My favourite night of the week and, as I warn my friends, I can be a little bit dangerous. A combination of being excited, tired and champagne tends to do it. So it was a sad Friday night last year that found me on a Cub camp, trying to put up a tent in the dark with eight eight-year-old girls and no instructions.

‘Sweetie,’ I pleaded to the one member of the group with a torch strapped to her head, ‘Can you just keep you head looking this way so I can look at the picture on the front of the tent bag….right…good. Now can you see where this pole goes? Does that look like it there?’ I could hardly believe myself that I volunteer for this!

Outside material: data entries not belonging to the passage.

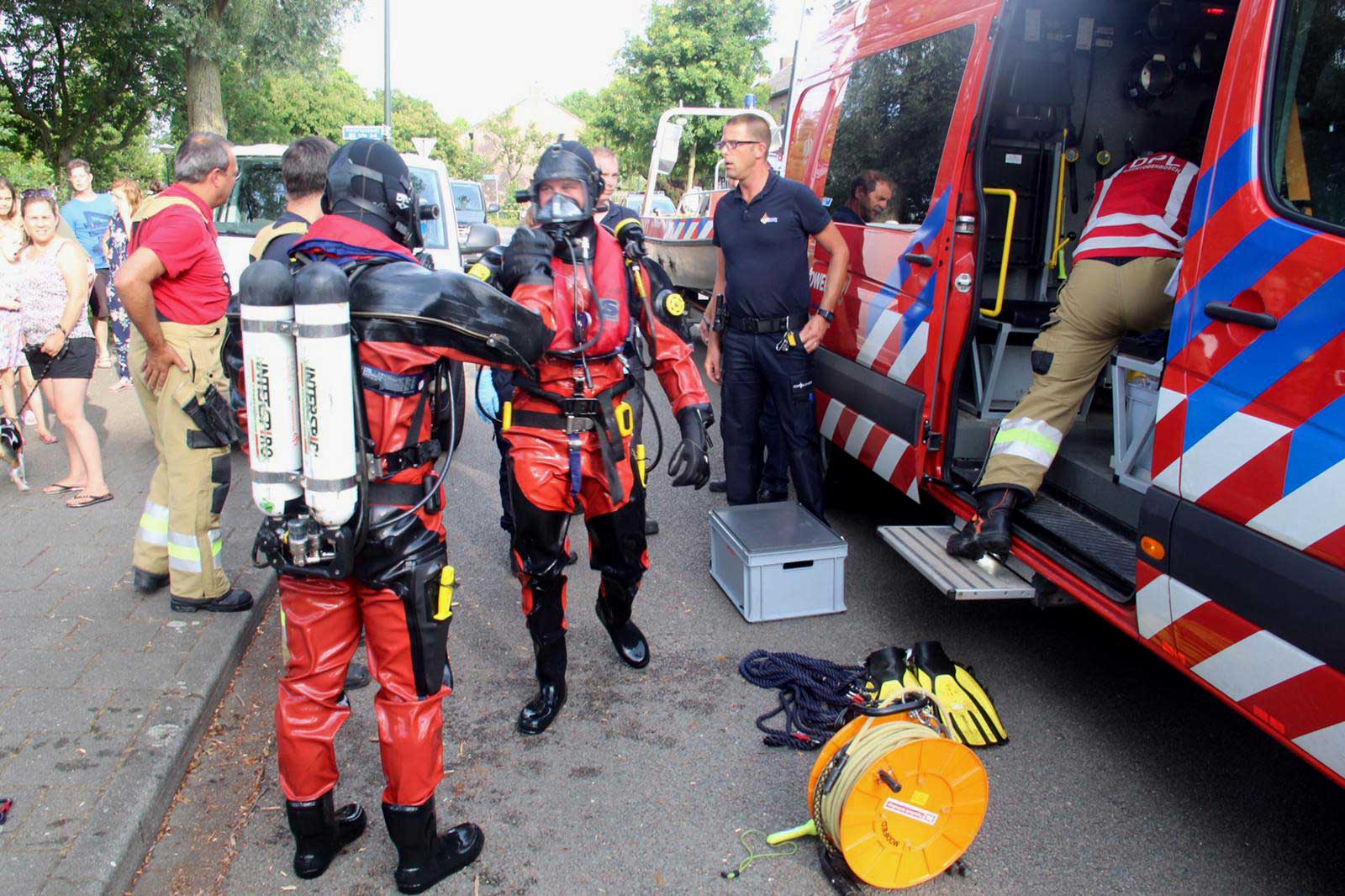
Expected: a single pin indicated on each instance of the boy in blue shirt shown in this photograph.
(87, 214)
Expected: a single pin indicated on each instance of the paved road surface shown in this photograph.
(1122, 777)
(103, 692)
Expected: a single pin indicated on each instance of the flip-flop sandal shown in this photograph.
(87, 501)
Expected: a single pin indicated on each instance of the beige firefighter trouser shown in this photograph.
(1098, 306)
(179, 528)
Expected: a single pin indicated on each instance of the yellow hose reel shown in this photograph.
(894, 797)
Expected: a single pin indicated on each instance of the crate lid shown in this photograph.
(778, 526)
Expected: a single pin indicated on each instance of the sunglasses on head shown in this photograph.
(735, 145)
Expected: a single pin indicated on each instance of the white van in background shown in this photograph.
(260, 197)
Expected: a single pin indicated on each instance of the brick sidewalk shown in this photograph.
(104, 692)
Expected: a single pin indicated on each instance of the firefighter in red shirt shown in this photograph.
(408, 323)
(1123, 261)
(569, 430)
(175, 289)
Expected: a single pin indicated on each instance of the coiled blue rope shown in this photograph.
(814, 696)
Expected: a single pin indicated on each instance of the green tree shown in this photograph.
(286, 107)
(81, 77)
(416, 118)
(694, 53)
(509, 150)
(583, 104)
(260, 35)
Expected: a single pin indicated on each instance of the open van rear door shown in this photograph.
(901, 105)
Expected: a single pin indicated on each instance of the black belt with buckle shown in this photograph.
(766, 324)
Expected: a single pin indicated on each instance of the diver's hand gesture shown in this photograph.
(528, 259)
(690, 461)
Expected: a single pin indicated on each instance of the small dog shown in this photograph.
(11, 450)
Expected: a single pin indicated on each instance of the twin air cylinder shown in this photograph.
(299, 378)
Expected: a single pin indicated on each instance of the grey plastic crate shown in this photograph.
(778, 561)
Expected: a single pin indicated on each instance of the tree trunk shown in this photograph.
(205, 104)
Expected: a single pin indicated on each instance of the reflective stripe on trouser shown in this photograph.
(154, 525)
(179, 528)
(1098, 306)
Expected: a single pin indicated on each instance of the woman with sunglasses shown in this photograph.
(13, 361)
(53, 279)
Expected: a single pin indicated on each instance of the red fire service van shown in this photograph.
(1199, 499)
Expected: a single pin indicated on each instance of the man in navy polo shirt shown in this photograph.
(764, 351)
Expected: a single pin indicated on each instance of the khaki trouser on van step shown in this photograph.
(179, 528)
(1098, 306)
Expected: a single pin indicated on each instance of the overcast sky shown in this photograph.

When we finally got all the tents up and all the kids in them, I quietly offered the other two leaders from our pack “a cup of coffee”. This is our code for red wine in a mug, hidden for fear of offending leaders from other packs who may look upon our behaviour as naughty rule breaking. – and they’d be right. Actually, I’ve been looking for a way out of Cubs…..

Anyway, amongst our pack, we do have a few kids with special needs – nothing major. There’s one little chicken that I have a real soft spot for, who I did think might be on the spectrum.  She pretty much told me herself after the tent debacle the night before; I asked her how she’s slept. She looked at me like I was a completely idiot: ‘In my sleeping bag, on my sleeping mat.’ I like her even more!